Ultrasonic testing is a versatile nondestructive testing (NDT) technique for the quality assessment and identification of defects inside a wide variety of materials, including metals, plastics, ceramics and composites since ultrasonic waves can propagate in these materials as a form of mechanical vibration [1]. Ultrasonic inspection has many excellent performances [2], such as its proficiency in flaw location and size specifications and its high sensitivity to damages. The most commonly used ultrasonic testing approach is the pulse-echo method for its simplicity, accuracy and efficiency. In this method, a piezoelectric transducer is used to generate ultrasonic waves propagating through the inspection object. Once a defect is encountered, parts of waves will be reflected and return back to the transducer. Such waves will be converted to electrical signals, also called A-scan signals, containing information about the location, type, size and orientation of the defect [3]. At present, the interpretation of ultrasonic signals is usually accomplished manually. The results are prone to be influenced by human factors heavily reliant on inspection personnel’s experience and knowledge. In addition, the process will be laborious and time-consuming as the collected data drastically increases. An automatic classification system interpreting ultrasonic signals accurately and consistently is becoming the urgent need of industries for minimizing errors caused by inspectors’ subjectivity [4].

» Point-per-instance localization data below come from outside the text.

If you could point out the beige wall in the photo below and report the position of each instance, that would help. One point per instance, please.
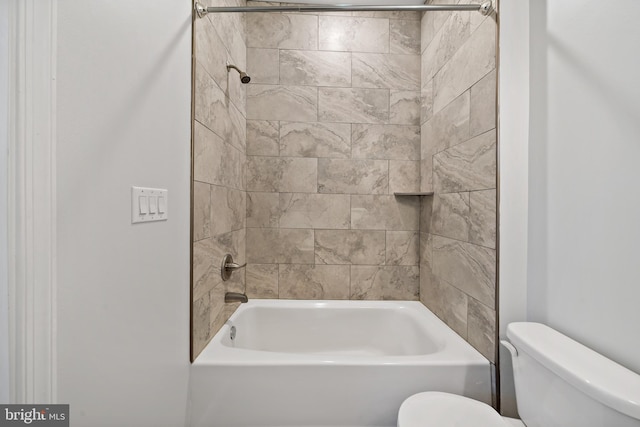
(458, 163)
(332, 131)
(219, 156)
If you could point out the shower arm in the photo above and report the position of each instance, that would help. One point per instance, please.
(485, 8)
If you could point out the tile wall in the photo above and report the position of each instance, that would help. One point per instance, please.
(333, 129)
(219, 168)
(458, 163)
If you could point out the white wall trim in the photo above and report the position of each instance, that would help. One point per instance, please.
(32, 200)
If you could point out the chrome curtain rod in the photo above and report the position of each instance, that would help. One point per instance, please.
(485, 8)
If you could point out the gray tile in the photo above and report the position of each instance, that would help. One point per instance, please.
(403, 248)
(228, 209)
(300, 210)
(483, 105)
(216, 162)
(483, 218)
(262, 281)
(201, 211)
(385, 282)
(450, 217)
(274, 102)
(374, 70)
(353, 105)
(468, 267)
(315, 68)
(404, 176)
(384, 213)
(349, 247)
(284, 31)
(468, 65)
(315, 139)
(263, 138)
(481, 329)
(278, 245)
(346, 176)
(314, 281)
(263, 65)
(386, 142)
(404, 36)
(467, 166)
(404, 107)
(353, 34)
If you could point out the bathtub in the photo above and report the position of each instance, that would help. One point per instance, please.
(329, 363)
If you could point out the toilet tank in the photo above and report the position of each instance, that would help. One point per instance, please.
(560, 382)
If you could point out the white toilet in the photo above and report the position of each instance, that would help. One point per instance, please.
(559, 383)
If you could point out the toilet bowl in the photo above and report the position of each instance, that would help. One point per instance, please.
(559, 382)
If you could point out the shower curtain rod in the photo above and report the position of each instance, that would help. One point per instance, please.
(485, 8)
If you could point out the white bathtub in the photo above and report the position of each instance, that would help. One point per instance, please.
(329, 363)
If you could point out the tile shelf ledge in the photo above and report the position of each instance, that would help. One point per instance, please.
(417, 193)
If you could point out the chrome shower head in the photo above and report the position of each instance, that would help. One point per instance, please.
(244, 78)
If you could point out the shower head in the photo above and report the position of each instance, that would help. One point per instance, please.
(244, 78)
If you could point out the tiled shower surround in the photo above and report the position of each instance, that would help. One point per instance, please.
(295, 172)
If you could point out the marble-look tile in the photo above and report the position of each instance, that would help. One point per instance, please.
(353, 176)
(349, 247)
(279, 245)
(481, 327)
(216, 162)
(385, 282)
(286, 174)
(263, 209)
(426, 101)
(450, 217)
(315, 139)
(385, 142)
(404, 36)
(228, 209)
(314, 281)
(467, 166)
(376, 70)
(303, 210)
(353, 105)
(263, 138)
(475, 58)
(455, 31)
(353, 34)
(315, 68)
(483, 105)
(403, 248)
(404, 176)
(262, 281)
(294, 103)
(282, 30)
(214, 110)
(263, 65)
(448, 127)
(483, 218)
(404, 107)
(470, 268)
(385, 213)
(201, 211)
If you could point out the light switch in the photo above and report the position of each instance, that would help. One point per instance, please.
(143, 205)
(153, 204)
(148, 204)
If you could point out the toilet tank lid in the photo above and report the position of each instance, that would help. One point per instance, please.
(598, 377)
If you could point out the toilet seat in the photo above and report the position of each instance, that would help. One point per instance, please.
(437, 409)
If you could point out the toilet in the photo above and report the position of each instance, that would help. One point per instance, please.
(559, 383)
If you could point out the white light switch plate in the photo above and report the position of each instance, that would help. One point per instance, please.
(153, 200)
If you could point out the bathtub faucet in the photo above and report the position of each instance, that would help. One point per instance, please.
(235, 297)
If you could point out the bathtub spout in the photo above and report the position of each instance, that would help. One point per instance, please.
(235, 297)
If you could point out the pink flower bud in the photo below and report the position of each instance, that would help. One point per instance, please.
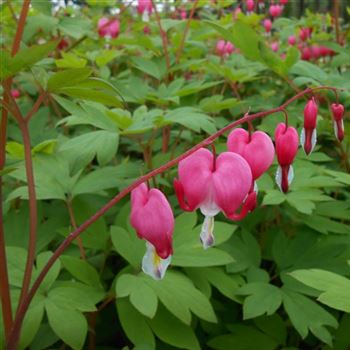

In recent decades, the significant progress of artificial intelligence techniques makes it possible to automatically classify ultrasonic signals. Such techniques contain ultrasonic pattern recognition, neural networks, etc. Neural networks for ultrasonic signal classification have attracted much attention in the past and many researchers have applied them for classification. A. Masnata and M. Sunseri [5] developed an automatic recognition system for weld defects. The system consists of a three-layered neural network where the input values are a selection of the shape parameters obtained from the pulse-echo by Fischer analysis. Drai R et al. [6] extracted features for discrimination of detected echoes from the perspective of time domain, spectral domain and discrete wavelet representation. The compact feature vector obtained is then classified by different methods: the K nearest neighbor algorithm, the statistical Bayesian algorithm and artificial neural networks. Back-propagation neural networks are trained by the characteristic parameters extracted from ultrasonic signals to determine the type, location and length of cracks in the medium [7]. Cau et al. [8] developed a feed forward neural network along with wavelet blind separation to classify positions, width and depth of defects in not accessible pipes. Sahoo et al. [9] chose the peak amplitude, the energy of the signal and the time of the flight of ultrasonic echo signals as the feature indicators and developed a cascade feed forward back-propagation neural network model to estimate both crack size and crack location simultaneously. Two-dimensional information about different types of defects was collected via the wavelet transform and then used to improve automatic ultrasonic flaw detection and classification accuracies using the neural network [3]. Peng Yang et al. [10] presented automatic ultrasonic flaw signal classification models based on ANNs and support vector machines (SVMs) by using wavelet-transform-based strategies for feature extraction. Chen et al. [11] applied the wavelet packet transform to extract feature vectors representing defect qualities and then utilized that data to achieve the accurate classification of the welding defects an SVM-based radial basis function neural network.

Although the above-mentioned approaches have achieved good performance for automatic signal classification, it is necessary to choose and extract either time- or frequency-domain features from ultrasonic signals for training the neural network algorithm. However, this feature extraction is highly subjective and empirical, and in most cases, it is difficult to extract the reliable features that are most effective or relevant with the defects to be detected. In addition, it is not practical for industrial application since the workload of feature extraction for training neural networks increases dramatically under large amounts of original data. Therefore, it is very necessary to develop an automatic signal classification system which can automatically identify the most relevant features of ultrasonic signals with defects and eliminate the subjective selection.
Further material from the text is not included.